Jeff Byers
2018-Jan-30 23:29 UTC
[Gluster-users] Tiered volume performance degrades badly after a volume stop/start or system restart.
I am fighting this issue: Bug 1540376 ? Tiered volume performance degrades badly after a volume stop/start or system restart. https://bugzilla.redhat.com/show_bug.cgi?id=1540376 Does anyone have any ideas on what might be causing this, and what a fix or work-around might be? Thanks! ~ Jeff Byers ~ Tiered volume performance degrades badly after a volume stop/start or system restart. The degradation is very significant, making the performance of an SSD hot tiered volume a fraction of what it was with the HDD before tiering. Stopping and starting the tiered volume causes the problem to exhibit. Stopping and starting the Gluster services also does. Nothing in the tier is being promoted or demoted, the volume starts empty, a file is written, then read, then deleted.

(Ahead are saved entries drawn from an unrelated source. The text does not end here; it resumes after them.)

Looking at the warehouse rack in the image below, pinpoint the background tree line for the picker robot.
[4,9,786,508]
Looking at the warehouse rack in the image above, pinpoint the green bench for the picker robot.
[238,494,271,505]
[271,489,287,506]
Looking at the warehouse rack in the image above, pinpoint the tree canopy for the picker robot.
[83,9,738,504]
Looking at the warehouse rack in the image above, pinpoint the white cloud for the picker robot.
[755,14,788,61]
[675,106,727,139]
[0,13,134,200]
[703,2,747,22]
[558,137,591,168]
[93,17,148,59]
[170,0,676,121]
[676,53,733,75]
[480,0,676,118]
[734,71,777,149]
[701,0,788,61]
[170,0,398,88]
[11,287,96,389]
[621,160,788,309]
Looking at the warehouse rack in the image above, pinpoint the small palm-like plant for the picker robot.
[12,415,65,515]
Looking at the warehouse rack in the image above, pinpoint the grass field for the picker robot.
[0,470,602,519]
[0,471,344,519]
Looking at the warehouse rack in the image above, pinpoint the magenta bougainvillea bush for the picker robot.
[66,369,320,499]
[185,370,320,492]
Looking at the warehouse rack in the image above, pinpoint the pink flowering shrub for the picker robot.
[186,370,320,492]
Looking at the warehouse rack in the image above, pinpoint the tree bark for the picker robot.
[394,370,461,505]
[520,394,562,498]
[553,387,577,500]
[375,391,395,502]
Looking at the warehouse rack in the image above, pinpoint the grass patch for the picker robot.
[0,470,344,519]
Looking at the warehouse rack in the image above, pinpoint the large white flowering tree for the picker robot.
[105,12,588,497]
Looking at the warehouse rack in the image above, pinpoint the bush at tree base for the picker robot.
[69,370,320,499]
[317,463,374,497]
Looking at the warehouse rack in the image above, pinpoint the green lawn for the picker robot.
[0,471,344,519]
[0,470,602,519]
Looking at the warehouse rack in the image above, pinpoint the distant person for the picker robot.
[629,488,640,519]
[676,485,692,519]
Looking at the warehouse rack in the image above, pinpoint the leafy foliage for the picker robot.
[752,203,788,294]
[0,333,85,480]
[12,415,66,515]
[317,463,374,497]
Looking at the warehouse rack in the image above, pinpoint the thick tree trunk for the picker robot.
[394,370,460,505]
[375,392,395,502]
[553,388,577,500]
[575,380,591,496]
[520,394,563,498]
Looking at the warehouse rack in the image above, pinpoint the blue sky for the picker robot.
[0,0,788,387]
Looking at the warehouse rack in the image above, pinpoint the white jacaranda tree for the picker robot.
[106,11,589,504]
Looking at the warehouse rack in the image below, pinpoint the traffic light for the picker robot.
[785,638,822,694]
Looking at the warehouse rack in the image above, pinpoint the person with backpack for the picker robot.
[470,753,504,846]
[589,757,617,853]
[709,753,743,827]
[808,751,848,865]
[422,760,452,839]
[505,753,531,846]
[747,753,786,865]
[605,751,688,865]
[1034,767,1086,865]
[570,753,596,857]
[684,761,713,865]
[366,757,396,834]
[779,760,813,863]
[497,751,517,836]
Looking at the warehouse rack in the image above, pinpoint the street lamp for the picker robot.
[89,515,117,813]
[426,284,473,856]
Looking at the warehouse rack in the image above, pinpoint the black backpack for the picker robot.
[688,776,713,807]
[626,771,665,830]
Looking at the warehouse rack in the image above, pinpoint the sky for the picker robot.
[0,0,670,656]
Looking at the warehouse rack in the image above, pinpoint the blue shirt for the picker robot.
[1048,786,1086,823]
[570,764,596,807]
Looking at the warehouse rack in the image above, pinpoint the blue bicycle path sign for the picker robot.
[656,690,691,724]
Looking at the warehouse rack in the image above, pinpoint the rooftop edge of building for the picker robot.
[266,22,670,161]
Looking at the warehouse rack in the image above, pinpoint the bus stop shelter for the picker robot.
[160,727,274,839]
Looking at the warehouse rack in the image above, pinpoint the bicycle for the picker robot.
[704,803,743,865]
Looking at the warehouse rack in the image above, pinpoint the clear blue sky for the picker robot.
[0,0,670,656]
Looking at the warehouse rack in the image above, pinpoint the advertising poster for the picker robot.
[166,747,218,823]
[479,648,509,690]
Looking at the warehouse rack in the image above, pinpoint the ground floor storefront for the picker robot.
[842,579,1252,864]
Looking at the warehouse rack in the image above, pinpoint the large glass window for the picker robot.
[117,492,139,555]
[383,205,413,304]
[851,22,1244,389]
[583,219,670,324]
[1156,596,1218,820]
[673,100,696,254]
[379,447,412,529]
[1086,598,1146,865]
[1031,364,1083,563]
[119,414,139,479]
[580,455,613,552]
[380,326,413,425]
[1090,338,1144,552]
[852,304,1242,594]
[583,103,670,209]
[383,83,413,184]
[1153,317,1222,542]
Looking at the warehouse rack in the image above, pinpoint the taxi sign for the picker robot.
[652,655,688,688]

The file(s) only ever exist on the hot tier. This affects GlusterFS FUSE mounts, and also NFSv3 NFS mounts. The problem has been reproduced in two test lab environments. The issue was first seen using GlusterFS 3.7.18, and retested with the same result using GlusterFS 3.12.3. I'm using the default tiering settings, no adjustments. Nothing of any significance appears to be being reported in the GlusterFS logs. Summary: Before SSD tiering, HDD performance on a FUSE mount was 130.87 MB/sec writes, 128.53 MB/sec reads. After SSD tiering, performance on a FUSE mount was 199.99 MB/sec writes, 257.28 MB/sec reads. After GlusterFS volume stop/start, SSD tiering performance on FUSE mount was 35.81 MB/sec writes, 37.33 MB/sec reads. A very significant reduction in performance. Detaching and reattaching the SSD tier restores the good tiered performance. ~ Jeff Byers ~
Vlad Kopylov
2018-Jan-31 06:17 UTC
[Gluster-users] Tiered volume performance degrades badly after a volume stop/start or system restart.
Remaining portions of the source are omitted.